Live electrical equipment is the most common reason to post P011: transformer rooms, switchgear, server rooms, battery charging bays, and control cabinets. A water stream onto energized parts can electrocute the firefighter and destroy equipment that a clean agent or CO2 would have spared. Combustible metals are the second major case. Burning magnesium, sodium, lithium, or titanium — Class D fires — split water into hydrogen and oxygen, producing explosive flare-ups; machining shops with fine swarf and battery processing areas fall in this group.

The third case is hot cooking oil and fat, classed as Class K in the United States and Class F in Europe. Water sinking into oil far above its boiling point flashes to steam and erupts, which is why commercial kitchens post P011 beside fryers. Some chemical stores also qualify, such as areas holding calcium carbide or other water-reactive substances flagged by their safety data sheets.

Pairing With Extinguishing Equipment Signage

P011 is only half of a message. Telling people what not to use without pointing to the correct medium invites hesitation during the seconds that decide whether a fire stays small. Facilities normally mount it alongside the ISO F-series equipment signs — F001 marking the extinguisher itself — with the extinguisher selected for the actual hazard: CO2 or clean agent for electrical rooms, Class D powder for metal fires, wet chemical for fryers.

The sign also earns a place directly on equipment. Oil-filled transformers, fryer stations, and metal-chip collection bins are frequently labeled with P011 so the prohibition travels with the hazard rather than staying on a wall someone may not glance at. Fire response plans and hot-work permits should repeat the restriction in text, since responders under stress read pictograms faster than procedures but training has to establish the meaning first.
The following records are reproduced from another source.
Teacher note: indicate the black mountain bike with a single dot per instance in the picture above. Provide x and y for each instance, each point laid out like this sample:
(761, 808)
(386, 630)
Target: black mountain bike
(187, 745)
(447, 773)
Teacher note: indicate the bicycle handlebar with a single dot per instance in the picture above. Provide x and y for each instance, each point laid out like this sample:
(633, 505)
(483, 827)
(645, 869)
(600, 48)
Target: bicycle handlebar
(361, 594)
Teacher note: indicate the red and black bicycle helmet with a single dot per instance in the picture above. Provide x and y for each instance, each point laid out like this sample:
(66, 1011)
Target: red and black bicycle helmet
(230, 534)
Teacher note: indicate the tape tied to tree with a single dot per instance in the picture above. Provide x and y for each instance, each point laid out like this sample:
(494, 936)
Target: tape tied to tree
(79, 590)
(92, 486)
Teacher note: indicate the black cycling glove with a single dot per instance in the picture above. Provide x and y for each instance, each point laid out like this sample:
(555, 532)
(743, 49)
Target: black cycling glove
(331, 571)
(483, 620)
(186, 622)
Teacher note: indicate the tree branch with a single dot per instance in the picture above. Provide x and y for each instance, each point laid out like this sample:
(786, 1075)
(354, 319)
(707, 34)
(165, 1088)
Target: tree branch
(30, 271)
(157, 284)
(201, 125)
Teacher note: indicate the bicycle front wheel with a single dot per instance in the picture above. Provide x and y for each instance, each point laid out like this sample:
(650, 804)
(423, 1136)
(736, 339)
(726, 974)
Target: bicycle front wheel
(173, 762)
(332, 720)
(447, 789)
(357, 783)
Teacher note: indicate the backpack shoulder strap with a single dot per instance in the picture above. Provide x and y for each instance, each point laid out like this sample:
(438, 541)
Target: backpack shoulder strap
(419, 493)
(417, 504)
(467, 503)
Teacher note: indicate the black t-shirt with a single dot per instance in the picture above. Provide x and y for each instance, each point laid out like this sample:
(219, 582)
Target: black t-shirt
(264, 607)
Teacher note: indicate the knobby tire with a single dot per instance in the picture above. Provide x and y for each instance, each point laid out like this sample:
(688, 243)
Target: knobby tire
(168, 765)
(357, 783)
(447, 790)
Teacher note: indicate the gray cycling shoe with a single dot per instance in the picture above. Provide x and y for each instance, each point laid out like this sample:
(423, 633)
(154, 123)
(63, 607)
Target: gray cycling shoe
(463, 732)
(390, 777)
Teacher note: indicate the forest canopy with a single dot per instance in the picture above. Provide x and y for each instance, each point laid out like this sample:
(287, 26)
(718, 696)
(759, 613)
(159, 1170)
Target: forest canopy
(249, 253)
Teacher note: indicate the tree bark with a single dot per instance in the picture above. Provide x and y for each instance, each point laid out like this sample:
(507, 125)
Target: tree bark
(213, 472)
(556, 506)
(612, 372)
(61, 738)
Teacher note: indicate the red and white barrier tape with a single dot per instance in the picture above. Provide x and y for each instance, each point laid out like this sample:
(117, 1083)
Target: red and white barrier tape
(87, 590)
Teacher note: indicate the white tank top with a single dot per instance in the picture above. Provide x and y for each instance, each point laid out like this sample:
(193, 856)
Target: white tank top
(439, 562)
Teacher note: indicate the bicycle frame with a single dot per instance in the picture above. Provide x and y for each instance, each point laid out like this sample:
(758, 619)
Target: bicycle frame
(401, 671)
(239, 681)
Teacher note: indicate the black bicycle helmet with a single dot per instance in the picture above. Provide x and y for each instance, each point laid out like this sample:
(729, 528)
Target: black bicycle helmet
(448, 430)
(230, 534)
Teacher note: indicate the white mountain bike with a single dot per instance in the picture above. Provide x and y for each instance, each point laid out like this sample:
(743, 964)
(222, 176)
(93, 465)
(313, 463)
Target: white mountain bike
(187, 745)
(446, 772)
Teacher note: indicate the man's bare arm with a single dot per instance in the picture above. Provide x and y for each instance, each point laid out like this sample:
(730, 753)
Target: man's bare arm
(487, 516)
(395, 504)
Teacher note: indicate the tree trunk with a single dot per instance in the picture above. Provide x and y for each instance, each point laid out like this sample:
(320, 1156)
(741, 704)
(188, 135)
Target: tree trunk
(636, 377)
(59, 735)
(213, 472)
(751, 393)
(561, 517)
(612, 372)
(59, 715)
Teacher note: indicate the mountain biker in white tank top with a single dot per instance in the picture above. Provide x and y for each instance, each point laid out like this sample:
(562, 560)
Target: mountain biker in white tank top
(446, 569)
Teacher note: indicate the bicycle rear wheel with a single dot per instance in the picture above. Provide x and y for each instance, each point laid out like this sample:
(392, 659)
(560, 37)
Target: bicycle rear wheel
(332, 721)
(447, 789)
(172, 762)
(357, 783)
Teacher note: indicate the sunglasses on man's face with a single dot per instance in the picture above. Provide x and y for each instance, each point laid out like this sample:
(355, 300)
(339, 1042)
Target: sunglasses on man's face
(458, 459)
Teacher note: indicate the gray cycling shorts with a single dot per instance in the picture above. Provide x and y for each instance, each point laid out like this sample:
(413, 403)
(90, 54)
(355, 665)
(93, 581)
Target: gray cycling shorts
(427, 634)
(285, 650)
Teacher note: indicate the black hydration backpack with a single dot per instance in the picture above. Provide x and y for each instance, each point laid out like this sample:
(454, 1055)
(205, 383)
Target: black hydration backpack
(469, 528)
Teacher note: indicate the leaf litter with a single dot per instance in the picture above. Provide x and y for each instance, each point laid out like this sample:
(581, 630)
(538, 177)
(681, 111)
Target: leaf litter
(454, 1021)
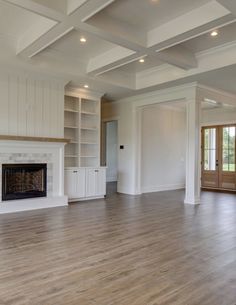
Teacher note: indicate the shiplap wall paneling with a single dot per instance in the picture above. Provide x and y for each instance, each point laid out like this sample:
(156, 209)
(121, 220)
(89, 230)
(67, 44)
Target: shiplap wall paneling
(31, 106)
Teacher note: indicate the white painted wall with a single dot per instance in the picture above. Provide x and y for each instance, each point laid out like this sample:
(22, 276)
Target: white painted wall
(126, 129)
(111, 151)
(31, 105)
(218, 116)
(126, 111)
(163, 148)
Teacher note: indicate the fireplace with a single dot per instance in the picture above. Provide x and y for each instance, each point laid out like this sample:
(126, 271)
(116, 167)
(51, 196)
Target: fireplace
(21, 181)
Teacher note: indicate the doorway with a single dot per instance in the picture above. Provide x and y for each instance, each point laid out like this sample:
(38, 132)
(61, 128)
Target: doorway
(110, 154)
(218, 157)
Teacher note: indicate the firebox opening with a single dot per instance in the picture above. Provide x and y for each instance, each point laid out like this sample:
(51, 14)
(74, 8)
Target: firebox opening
(20, 181)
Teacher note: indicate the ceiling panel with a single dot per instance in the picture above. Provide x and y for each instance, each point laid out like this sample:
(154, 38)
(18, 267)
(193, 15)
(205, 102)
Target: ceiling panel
(15, 21)
(225, 35)
(70, 45)
(147, 14)
(135, 66)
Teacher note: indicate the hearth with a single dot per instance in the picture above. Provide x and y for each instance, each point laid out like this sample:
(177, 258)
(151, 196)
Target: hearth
(21, 181)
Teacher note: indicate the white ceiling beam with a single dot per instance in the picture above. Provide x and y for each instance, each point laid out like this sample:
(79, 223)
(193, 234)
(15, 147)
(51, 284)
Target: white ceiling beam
(179, 57)
(38, 9)
(110, 60)
(73, 5)
(45, 40)
(229, 5)
(192, 20)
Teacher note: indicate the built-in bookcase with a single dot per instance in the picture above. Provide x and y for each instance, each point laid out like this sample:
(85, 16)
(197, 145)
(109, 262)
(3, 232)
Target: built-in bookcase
(82, 127)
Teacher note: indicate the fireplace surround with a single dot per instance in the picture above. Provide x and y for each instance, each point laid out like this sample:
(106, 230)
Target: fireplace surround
(20, 181)
(34, 151)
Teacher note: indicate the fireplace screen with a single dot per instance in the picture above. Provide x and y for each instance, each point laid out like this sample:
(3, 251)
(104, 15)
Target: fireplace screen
(24, 181)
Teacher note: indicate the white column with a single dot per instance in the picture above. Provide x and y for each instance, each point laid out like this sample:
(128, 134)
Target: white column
(193, 155)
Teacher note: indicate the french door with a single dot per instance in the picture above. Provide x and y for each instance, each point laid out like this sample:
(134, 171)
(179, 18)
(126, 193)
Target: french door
(218, 157)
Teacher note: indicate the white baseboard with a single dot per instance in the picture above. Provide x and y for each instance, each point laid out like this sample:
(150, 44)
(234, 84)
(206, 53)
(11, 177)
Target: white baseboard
(21, 205)
(111, 179)
(161, 188)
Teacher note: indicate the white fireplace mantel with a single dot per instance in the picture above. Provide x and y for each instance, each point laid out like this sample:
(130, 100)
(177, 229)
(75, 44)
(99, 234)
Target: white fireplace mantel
(14, 151)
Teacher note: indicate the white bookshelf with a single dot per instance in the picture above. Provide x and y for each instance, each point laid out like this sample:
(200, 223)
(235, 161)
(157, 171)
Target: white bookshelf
(82, 126)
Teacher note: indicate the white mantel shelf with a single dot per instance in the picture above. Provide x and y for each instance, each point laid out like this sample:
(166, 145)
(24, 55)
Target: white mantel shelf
(23, 149)
(34, 139)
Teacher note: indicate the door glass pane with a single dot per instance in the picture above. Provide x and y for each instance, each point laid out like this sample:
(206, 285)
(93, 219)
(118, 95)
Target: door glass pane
(210, 149)
(228, 149)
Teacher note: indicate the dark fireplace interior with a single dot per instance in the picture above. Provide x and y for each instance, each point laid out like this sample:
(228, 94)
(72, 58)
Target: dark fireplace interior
(21, 181)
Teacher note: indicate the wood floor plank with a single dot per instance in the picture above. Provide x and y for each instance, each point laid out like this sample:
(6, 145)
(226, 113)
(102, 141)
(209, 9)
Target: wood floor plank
(125, 250)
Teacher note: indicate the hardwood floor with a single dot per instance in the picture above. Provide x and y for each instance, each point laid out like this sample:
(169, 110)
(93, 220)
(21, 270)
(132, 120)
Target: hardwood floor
(147, 250)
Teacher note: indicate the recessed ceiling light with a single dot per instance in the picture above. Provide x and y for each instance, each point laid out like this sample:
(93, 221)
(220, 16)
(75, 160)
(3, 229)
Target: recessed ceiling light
(214, 33)
(83, 39)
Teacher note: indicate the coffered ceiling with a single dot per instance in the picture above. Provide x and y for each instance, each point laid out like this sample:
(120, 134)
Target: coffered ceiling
(171, 38)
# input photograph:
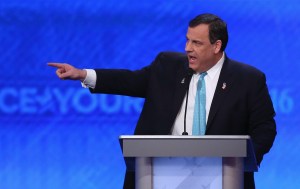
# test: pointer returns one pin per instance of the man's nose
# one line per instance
(188, 46)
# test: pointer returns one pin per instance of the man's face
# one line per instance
(201, 53)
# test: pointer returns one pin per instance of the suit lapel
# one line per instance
(223, 87)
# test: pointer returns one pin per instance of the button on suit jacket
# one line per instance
(241, 104)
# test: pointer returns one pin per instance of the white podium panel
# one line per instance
(187, 172)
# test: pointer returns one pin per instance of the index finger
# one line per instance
(57, 65)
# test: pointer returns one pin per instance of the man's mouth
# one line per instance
(192, 58)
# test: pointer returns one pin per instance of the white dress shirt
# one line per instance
(211, 80)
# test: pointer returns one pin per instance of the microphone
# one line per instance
(190, 73)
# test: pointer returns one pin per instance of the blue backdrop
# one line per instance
(55, 135)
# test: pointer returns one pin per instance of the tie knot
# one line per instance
(203, 74)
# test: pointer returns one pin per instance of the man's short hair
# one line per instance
(217, 28)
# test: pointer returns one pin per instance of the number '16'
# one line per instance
(282, 101)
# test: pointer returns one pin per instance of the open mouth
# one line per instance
(192, 58)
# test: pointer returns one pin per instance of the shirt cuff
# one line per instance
(90, 79)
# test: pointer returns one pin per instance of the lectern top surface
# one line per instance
(184, 137)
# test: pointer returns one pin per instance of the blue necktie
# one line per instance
(199, 122)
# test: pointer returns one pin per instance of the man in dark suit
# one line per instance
(237, 99)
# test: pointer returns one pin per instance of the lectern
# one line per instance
(187, 162)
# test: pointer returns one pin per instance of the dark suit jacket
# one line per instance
(244, 107)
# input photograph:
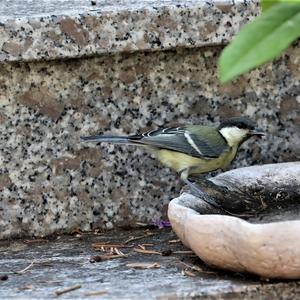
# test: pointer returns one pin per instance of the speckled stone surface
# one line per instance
(50, 29)
(50, 182)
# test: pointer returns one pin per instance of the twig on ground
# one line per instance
(21, 272)
(144, 251)
(196, 268)
(144, 265)
(99, 258)
(96, 293)
(35, 241)
(134, 238)
(67, 290)
(188, 273)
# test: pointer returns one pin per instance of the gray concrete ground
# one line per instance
(37, 269)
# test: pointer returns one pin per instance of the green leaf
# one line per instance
(261, 40)
(266, 4)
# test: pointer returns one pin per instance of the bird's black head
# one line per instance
(239, 129)
(239, 122)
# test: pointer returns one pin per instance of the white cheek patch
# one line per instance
(233, 135)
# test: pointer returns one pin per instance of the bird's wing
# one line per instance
(194, 140)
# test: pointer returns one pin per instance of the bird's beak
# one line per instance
(257, 132)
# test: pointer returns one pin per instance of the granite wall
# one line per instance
(51, 182)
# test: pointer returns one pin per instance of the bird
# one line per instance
(191, 150)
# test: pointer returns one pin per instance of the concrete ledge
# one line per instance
(49, 29)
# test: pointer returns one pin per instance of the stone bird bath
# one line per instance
(259, 229)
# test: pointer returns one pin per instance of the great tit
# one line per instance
(191, 149)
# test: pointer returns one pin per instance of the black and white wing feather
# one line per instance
(197, 141)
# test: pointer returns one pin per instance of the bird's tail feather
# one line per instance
(106, 139)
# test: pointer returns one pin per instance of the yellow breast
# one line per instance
(180, 161)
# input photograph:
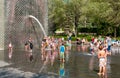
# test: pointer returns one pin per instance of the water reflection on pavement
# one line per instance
(79, 63)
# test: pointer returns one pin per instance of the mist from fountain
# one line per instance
(41, 26)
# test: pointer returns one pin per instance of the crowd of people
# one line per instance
(52, 48)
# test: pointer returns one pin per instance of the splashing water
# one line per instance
(41, 26)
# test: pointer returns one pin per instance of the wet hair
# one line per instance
(100, 47)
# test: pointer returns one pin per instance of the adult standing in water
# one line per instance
(30, 49)
(102, 61)
(62, 52)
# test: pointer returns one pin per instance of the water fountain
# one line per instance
(41, 26)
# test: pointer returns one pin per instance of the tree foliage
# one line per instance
(73, 14)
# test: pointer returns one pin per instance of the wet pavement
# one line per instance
(79, 64)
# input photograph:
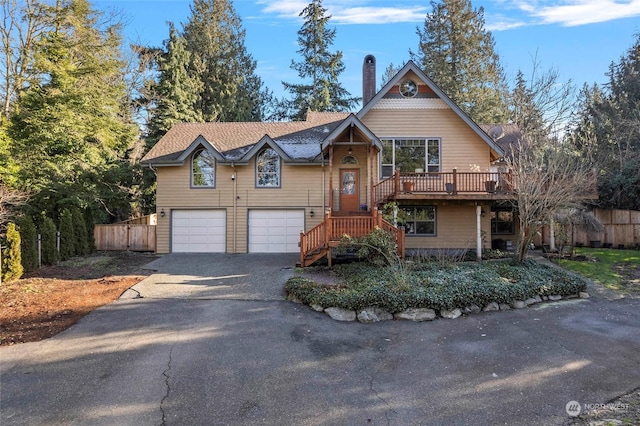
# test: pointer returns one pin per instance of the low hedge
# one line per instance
(399, 287)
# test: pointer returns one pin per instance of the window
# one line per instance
(419, 220)
(409, 155)
(268, 169)
(502, 221)
(203, 169)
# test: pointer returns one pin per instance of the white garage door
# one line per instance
(275, 231)
(198, 231)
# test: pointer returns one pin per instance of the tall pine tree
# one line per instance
(230, 90)
(458, 54)
(319, 67)
(176, 91)
(609, 119)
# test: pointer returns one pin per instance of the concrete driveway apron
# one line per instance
(217, 276)
(207, 344)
Frequently Asked Questions

Which types of fire should never be put out with water?

Fires involving live electrical equipment, combustible metals such as magnesium, sodium, lithium, and titanium (Class D), and hot cooking oils or fats (Class K in the US, Class F in Europe). Water conducts current on electrical fires, generates explosive hydrogen on metal fires, and flashes to steam on oil fires, throwing burning liquid outward. Flammable liquids that float on water can also spread when hosed.

What extinguisher should be used where a P011 sign is posted?

It depends on the hazard the sign protects. Electrical rooms typically stock CO2 or clean-agent extinguishers, metal-working areas need specialist Class D powder, and commercial kitchens use wet chemical units designed for fat fires. The site fire risk assessment determines the medium; the P011 sign should always sit near an F-series sign marking the correct equipment.

Why does water make a grease or oil fire explode?

Cooking oil burns at temperatures far above 100 C. Water poured on it sinks, boils instantly, and expands to many times its liquid volume as steam. That eruption ejects droplets of burning oil into the air, turning a contained pan fire into a fireball. Smothering with a lid, fire blanket, or wet chemical extinguisher is the safe response.

Is the do-not-extinguish-with-water sign legally required?

No law names P011 specifically, but general fire safety duties get you there. Fire risk assessment regimes in the EU and UK, and OSHA's fire protection rules in the US, require employers to match extinguishing equipment to the hazard and communicate restrictions to workers. Where using water would endanger responders, posting P011 is the recognized way to discharge that duty.